Rüya Avcısının İfadesi: Modern Akıl, Freud’un Penceresine Neden Gizlice Tırmanıyor?

O Kibirden Kör Olanlar! Bilim, Ne Zaman Utanıp “Dede Doğru Söyledi” Diyecektir?

Yazar: Jungish

(Koltuğun Tozu Alındı: O Bilinçdışı, Hiçbir Zaman Sessiz Kalmadı Ki!)


Aziz Okuyucularım, Ey Rüya Görüp de Manasını Şaşıranlar!

Şimdi size, bizim o kibirli, aceleci, Batılı mektepli akıldan çıkan büyük bir utancı anlatacağım. Yıllarca Freud‘a burun kıvırdılar; “Efendim, o koca üstat bilimsel değilmiş, kuramları çok eskimiş, kanıt yok!” dediler. Sanki insan ruhunu tek bir deneyle, bir formülle çözeceklerini sandılar!

Lakin gelin görün ki, o parlak, yeni nesil bilim, nihayet o koca fMRI makineleriyle (beyin tomografisi) uykuya dalınca, gördükleri manzarada Freud’un eski, tozlu koltuğu belirdi!

I. Bilinçdışının Pazarlığı: İstek mi, Sansür mü?

Freud’un tezi basitti: Rüya, gerçekleşmemiş bir isteğin (wish fulfillment) tatminidir. Ama bu istek, o katı, ahlakçı bilinç (Süperego) tarafından sansürlenir ve kılıktan kılığa girer (açık rüya [manifest content] ve gizli anlam [latent content]).

  1. Modern Onay: O mektepli âlimler, yıllarca bu fikre güldüler. Oysa şimdi, o yeni nesil makinelerle bakıyorlar ki: Rüya sırasında beynin mantıktan, eleştiriden ve ahlaktan sorumlu kısmı (Prefrontal Korteks) sanki uykuya yatıyor!
  2. Ruhun Şımarıklığı: Bu ne demektir? Demektir ki, gece olunca o otoriter Süperego susturuluyor! O zaman, o ayıp, bastırılmış, yasaklanmış istekler (bilinçdışı), hemen sahneye fırlıyor! Tıpkı, bizim o uslu Hüsnü Bey’in, karısı uyuduktan sonra kahvede ettiği küfürler gibi. Sadece rüyalarda, bu istekler sansürden kaçmak için tuhaf simgelerle (yılanlar, kuleler) kılık değiştiriyor.
  3. İroni: İşte ironi burada! Bilim, sansür mekanizmasını ve bilinçdışının gizlenmiş arzusunu reddedeceğine, biyolojik olarak ispatlamış oluyor! Freud, bunu koltuğunda oturarak, sadece gözlemlemişti.

II. Uyananların Laneti: Eski Meseleler

Yine Freud, rüyanın geçmiş travmalarımızla ve çözülmemiş duygusal yaralarımızla uğraştığını söyler.

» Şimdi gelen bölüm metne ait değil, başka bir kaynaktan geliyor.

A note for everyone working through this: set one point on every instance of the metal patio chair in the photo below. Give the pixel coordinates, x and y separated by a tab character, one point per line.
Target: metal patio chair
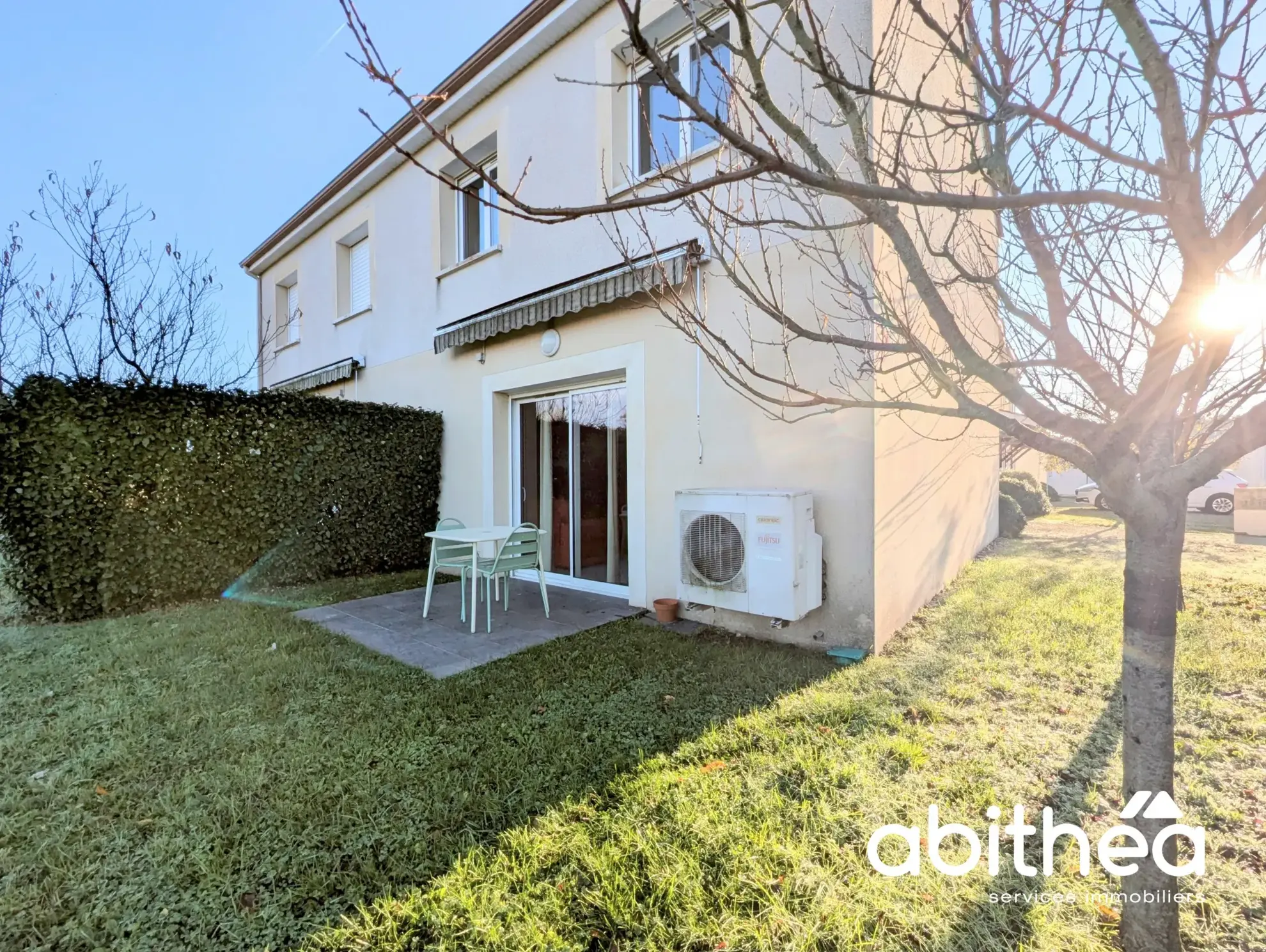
455	556
520	550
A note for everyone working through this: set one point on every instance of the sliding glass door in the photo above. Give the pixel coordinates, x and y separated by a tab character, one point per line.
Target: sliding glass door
571	475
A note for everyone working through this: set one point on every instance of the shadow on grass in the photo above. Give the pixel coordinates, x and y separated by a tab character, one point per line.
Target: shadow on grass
256	793
997	926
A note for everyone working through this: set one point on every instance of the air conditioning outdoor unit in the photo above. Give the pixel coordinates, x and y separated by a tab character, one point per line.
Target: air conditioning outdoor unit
750	550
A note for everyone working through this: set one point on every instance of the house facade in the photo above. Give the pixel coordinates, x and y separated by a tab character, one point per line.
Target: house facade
569	400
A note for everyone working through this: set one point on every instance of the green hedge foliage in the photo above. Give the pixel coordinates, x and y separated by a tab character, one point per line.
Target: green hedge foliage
117	499
1032	501
1011	518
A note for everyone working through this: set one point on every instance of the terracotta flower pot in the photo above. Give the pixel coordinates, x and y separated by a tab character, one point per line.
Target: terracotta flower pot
666	611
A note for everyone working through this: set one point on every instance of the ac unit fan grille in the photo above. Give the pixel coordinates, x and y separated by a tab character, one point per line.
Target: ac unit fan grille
713	552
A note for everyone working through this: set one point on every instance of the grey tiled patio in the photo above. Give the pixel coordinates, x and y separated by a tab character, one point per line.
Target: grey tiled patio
443	644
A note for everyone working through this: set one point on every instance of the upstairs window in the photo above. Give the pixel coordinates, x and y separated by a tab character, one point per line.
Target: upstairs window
665	132
476	213
354	274
359	276
293	313
286	320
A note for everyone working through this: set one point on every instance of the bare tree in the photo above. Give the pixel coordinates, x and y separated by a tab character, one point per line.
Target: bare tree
13	272
123	311
1042	214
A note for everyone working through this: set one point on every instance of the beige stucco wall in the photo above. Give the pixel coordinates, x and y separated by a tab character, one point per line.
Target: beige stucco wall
936	507
741	448
898	513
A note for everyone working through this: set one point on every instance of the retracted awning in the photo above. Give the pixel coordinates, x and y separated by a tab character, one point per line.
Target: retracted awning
664	269
322	377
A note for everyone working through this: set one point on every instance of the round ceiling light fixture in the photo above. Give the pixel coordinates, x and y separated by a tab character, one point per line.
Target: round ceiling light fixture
550	342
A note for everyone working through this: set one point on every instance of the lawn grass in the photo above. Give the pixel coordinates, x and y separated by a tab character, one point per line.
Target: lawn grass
174	781
618	789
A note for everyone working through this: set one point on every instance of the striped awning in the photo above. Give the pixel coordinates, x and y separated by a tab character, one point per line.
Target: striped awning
664	269
322	377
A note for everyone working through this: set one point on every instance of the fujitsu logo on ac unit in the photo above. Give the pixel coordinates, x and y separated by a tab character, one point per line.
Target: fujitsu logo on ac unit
1143	804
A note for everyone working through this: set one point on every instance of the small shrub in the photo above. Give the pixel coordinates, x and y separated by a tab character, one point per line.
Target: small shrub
1022	476
1011	517
1033	502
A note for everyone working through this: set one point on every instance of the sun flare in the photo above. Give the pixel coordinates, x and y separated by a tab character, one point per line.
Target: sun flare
1235	306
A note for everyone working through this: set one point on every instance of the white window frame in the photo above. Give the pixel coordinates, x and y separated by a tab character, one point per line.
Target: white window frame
489	224
356	307
289	313
680	49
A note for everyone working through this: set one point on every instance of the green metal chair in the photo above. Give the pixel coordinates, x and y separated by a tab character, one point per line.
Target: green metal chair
455	556
520	550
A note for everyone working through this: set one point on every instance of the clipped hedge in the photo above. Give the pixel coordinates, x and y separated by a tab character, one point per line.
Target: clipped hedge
1031	499
1011	517
121	498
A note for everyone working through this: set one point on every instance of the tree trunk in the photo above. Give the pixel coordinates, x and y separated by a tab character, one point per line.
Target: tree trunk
1152	593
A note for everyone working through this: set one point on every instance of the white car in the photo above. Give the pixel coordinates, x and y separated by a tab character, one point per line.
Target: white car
1217	497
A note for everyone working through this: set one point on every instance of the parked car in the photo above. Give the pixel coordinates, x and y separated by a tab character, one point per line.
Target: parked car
1217	497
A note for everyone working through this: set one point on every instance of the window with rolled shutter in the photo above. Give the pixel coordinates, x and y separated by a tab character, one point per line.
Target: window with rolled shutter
293	313
360	276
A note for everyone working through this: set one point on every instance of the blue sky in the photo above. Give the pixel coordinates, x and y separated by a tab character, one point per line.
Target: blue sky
223	117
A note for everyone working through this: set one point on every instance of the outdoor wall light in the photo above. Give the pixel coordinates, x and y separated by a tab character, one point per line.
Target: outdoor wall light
550	342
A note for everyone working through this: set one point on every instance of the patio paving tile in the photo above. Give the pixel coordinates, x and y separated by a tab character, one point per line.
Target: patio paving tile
443	644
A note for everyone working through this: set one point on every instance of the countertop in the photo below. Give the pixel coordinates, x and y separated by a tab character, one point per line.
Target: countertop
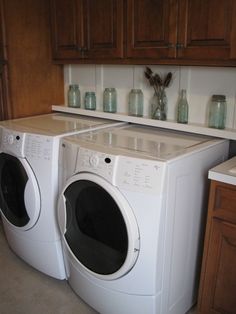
225	172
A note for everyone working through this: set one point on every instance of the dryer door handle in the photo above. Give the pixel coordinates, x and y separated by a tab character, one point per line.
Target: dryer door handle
32	201
62	214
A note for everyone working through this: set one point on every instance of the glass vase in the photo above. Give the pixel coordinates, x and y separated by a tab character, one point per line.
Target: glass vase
159	105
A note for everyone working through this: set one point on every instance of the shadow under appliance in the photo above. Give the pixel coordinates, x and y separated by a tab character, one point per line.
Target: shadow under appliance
130	214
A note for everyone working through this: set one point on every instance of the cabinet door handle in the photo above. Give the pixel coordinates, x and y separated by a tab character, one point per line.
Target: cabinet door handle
84	49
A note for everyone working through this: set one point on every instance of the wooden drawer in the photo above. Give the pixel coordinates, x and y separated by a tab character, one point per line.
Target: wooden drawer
222	202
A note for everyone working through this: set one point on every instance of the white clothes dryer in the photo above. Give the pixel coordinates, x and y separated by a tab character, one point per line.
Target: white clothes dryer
130	215
29	185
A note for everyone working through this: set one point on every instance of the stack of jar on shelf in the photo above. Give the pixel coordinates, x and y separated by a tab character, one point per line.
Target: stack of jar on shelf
216	116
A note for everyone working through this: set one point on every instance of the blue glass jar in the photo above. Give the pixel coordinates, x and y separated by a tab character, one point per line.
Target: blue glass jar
182	110
110	100
74	96
217	112
90	101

  1. Duygusal İşleme: Yeni sinir bilimi (neuroscience) bu konuda da Freud’a hak veriyor: Rüyalar, beynin duygusal anıları ve yoğun yükleri işlediği, onları daha az yoğun hale getirmeye çalıştığı bir tür gece terapisi gibidir. Bu, hayatın o koca çelişkileriyle, o ağır yükleriyle başa çıkma çabasıdır.
  2. Gölgeyle Randevu: Rüyalar, bizim görmeyi reddettiğimiz, bastırdığımız (Gölge) yanımızı gözümüzün önüne getirir. Tıpkı, dürüst ve mükemmel zannedilen bir hanımefendinin rüyasında kaba, ahlaksız işler yapması gibi. Rüya, ona der ki: “Sadece Melek değilsin, bu karanlık da sensin!”

III. Sonuç: Tıbbın Dili ve Hayatın Kendisi

O mektepli âlimler, yıllarca psikanalizi bir kenara itip, sadece haplara ve hızlı çözümlere sarıldılar. Oysa şimdi anlıyorlar ki: Ruhun iyileşmesi, hap yutmaktan değil, rüyanın o karmaşık, gizli dilini çözmekten geçiyor.

Velhasıl: Rüya, hayatın kendisidir; öyle basit bir rastlantı veya elektriksel bir sinyalden ibaret değildir. Bilim, ne kadar ilerlerse ilerlesin, rüyaların anlamı ve bilinçdışının sonsuz gücü karşısında her zaman tevazu göstermek zorunda kalacaktır. Freud, o koltukta otururken, sadece kendi zamanını değil, bizim geleceğimizi de izliyordu.